Dengan adanya putusan perdata yang telah berkekuatan hukum tetap (In kracht van gewisdje) dan telah mengandung tiga kekuatan hukumnya sebagaimana telah diuraikan diatas, maka secara hukum hal ini yang tepat harusnya sudah dipergunakan oleh penyidik tipikor Polda Sulsel untuk menjerat para pelakunya dalam dugaan tindak pidana korupsi sehubungan dengan proyek pengadaan tanah untuk kepentingan umum berupa Bandara Mangkendek.

"Penyidik tipikor Polda Sulsel jangan berlama-lama dalam membawa perkara korupsi Bandara Mangkendek untuk segera disidangkan. Jika masih berlama-lama, publik akan menilai ada apa?, perkara semakin gampang kok jadi lamban bergerak?" Jermias menandaskan.

 

4 dari 4 halaman

Perjalanan Panjang Kasus Bandara Mangkendek Toraja

Diketahui penyelidikan kasus dugaan korupsi pembebasan lahan Bandara Mangkendek Toraja dilakukan Polda Sulsel sejak tahun 2012. Kemudian dalam perjalanannya kasus tersebut ditingkatkan ke tahap penyidikan dan menetapkan 8 orang tersangka di tahun 2013.

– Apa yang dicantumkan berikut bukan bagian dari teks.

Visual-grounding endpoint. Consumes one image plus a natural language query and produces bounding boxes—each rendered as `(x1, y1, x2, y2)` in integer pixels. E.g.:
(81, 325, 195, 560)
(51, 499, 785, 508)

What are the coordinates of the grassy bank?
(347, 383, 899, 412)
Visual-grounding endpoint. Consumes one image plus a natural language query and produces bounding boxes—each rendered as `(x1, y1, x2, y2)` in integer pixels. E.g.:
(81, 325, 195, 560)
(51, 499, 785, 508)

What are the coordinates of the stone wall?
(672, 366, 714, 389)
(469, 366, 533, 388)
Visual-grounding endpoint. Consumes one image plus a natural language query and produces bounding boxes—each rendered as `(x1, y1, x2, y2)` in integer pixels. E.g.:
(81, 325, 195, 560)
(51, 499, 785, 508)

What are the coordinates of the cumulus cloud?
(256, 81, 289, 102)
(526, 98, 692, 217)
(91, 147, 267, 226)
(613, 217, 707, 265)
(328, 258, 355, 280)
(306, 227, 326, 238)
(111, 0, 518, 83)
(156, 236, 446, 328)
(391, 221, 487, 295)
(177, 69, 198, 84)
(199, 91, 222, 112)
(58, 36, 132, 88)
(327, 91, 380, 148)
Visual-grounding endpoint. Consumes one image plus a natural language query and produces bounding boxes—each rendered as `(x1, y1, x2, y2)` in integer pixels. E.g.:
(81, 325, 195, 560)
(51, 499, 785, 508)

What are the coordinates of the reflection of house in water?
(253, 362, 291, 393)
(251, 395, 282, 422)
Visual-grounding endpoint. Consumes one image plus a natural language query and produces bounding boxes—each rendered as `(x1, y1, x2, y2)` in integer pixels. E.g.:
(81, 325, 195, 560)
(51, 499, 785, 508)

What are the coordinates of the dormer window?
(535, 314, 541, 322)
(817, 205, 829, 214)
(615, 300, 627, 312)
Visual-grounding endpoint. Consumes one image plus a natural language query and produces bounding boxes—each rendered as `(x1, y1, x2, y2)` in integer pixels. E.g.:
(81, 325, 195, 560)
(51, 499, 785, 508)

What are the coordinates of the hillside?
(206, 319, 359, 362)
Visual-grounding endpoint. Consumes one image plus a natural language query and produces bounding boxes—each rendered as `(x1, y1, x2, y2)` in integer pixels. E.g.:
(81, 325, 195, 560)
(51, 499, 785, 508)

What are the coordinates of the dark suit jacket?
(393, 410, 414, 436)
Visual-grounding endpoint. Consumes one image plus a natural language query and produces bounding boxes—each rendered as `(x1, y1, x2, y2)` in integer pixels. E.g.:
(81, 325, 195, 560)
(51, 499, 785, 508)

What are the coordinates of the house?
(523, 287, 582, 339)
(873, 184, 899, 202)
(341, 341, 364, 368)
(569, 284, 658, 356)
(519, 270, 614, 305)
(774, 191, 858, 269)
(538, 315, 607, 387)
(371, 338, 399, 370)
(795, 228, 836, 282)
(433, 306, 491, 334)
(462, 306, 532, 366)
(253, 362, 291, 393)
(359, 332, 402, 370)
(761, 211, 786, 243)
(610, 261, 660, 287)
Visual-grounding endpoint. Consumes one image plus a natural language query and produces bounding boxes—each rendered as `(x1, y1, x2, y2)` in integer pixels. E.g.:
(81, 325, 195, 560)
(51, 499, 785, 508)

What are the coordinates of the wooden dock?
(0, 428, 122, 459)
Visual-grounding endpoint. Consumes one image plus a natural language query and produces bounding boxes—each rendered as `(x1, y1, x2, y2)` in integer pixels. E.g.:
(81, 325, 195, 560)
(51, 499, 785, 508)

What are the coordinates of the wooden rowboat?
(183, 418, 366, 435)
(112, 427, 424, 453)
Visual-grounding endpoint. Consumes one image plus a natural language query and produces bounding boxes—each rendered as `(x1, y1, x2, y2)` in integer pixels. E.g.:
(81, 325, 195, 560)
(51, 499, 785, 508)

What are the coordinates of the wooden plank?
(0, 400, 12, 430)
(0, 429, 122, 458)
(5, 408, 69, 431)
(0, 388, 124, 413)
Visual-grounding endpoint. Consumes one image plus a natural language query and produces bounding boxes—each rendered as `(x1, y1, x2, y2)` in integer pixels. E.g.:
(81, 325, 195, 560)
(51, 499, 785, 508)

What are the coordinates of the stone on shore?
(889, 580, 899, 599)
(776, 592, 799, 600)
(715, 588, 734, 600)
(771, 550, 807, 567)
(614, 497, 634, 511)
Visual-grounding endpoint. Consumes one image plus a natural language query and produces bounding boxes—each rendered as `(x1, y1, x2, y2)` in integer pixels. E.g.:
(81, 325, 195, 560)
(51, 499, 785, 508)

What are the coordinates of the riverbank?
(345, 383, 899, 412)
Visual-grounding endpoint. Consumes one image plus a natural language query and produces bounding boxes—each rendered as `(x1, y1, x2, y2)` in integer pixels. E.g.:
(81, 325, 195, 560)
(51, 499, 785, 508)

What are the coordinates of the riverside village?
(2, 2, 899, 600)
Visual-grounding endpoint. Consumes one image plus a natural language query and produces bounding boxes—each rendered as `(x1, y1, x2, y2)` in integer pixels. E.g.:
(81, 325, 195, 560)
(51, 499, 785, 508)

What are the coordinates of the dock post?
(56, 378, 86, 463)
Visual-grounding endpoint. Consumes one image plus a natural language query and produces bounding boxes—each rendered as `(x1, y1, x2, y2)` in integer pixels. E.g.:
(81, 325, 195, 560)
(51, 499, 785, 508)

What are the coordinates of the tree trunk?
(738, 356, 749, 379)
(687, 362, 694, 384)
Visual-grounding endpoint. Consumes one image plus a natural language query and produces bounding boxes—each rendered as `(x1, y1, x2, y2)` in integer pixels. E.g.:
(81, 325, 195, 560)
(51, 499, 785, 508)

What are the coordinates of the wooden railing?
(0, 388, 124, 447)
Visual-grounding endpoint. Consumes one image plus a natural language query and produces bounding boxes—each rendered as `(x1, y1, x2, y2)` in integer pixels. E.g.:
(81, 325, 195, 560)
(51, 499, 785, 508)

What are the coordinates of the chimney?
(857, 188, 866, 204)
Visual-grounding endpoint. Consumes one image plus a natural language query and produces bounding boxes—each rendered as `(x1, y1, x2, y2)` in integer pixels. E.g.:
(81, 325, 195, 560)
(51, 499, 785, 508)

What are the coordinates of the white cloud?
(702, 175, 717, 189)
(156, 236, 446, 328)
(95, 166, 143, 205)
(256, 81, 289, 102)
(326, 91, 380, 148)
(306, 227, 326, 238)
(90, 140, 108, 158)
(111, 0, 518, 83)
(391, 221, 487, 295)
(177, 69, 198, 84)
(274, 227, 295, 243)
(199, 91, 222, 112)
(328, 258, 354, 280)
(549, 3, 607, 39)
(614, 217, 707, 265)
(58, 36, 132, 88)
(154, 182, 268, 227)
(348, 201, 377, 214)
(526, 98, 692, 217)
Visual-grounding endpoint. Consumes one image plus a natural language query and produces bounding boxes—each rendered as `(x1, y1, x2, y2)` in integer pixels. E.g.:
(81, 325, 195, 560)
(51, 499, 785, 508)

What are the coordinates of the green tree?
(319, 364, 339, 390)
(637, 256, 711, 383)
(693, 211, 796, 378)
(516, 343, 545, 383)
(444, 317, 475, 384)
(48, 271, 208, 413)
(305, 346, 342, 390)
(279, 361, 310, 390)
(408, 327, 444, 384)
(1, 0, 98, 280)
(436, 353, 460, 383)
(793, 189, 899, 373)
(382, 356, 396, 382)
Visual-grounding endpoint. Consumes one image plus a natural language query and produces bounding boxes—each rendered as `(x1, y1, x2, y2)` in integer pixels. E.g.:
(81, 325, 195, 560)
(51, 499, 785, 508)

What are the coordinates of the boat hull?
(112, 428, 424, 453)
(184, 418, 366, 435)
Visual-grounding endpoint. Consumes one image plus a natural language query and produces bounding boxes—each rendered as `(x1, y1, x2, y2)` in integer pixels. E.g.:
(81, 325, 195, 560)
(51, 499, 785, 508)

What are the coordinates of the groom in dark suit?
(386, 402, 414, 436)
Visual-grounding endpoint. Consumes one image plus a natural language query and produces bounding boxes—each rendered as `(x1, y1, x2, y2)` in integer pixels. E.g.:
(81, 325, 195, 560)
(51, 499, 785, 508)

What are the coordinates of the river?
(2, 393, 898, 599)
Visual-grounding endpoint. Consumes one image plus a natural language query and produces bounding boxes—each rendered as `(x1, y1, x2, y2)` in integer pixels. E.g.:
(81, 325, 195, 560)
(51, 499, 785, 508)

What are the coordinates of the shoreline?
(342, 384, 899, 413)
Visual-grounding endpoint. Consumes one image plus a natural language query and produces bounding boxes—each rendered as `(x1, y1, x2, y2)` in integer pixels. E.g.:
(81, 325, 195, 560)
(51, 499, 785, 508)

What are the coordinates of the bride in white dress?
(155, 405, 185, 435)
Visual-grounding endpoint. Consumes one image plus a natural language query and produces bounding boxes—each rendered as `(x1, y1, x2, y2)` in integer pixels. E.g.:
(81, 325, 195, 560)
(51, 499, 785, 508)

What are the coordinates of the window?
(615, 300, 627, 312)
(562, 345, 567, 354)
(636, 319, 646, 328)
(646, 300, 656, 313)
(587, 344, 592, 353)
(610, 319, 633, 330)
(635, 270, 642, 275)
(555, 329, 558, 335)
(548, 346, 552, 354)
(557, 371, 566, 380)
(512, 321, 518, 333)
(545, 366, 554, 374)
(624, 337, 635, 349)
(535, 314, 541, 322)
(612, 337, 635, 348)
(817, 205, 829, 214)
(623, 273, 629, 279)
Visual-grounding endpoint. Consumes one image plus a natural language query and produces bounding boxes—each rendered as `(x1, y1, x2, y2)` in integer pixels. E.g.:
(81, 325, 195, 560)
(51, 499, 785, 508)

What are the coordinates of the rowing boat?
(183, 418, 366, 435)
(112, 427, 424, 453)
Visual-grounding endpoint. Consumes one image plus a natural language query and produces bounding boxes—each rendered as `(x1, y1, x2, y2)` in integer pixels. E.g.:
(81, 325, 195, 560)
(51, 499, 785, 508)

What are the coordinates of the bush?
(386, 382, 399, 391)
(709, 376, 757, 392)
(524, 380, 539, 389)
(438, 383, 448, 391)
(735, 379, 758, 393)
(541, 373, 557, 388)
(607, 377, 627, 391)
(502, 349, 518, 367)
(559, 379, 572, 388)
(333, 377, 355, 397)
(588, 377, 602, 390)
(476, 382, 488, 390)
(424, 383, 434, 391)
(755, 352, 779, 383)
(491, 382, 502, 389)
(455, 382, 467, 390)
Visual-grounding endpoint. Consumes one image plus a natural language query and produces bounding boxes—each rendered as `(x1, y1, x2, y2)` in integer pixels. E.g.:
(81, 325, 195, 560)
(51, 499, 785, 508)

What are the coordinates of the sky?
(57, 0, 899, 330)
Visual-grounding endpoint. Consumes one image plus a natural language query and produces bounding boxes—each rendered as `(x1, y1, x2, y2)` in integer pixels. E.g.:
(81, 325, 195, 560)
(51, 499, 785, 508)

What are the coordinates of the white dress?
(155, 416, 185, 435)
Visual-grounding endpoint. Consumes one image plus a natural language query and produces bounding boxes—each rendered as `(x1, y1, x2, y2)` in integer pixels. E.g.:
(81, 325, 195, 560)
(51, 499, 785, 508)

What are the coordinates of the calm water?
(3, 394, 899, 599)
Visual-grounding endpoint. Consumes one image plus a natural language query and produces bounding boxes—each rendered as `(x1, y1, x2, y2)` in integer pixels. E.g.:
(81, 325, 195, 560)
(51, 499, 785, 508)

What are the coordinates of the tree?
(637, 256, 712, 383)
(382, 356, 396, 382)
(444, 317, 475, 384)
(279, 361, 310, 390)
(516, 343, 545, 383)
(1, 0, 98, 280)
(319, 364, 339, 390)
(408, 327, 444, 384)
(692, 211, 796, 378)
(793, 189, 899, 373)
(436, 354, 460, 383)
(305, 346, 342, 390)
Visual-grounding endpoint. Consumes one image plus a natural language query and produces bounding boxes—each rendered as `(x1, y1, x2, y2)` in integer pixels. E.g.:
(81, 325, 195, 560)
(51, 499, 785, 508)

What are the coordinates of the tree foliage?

Usai penetapan 8 orang tersangka, penyidik pun langsung menahan 2 orang diantaranya yakni mantan Sekretaris Daerah Pemerintah Kabupaten (Pemkab) Tana Toraja Enos Karoma dan mantan Camat Mengkendek Ruben Rombe Randa. Namun karena masa penahanan keduanya habis, mereka pun dikeluarkan dari sel titipan Lapas Klas 1 Makassar demi hukum.

Setelah keduanya terlepas dari jeratan hukum, penyidik Polda Sulsel diam-diam membuka kembali penyidikan kasus itu dan menahan kembali 6 orang tersangka sebelumnya.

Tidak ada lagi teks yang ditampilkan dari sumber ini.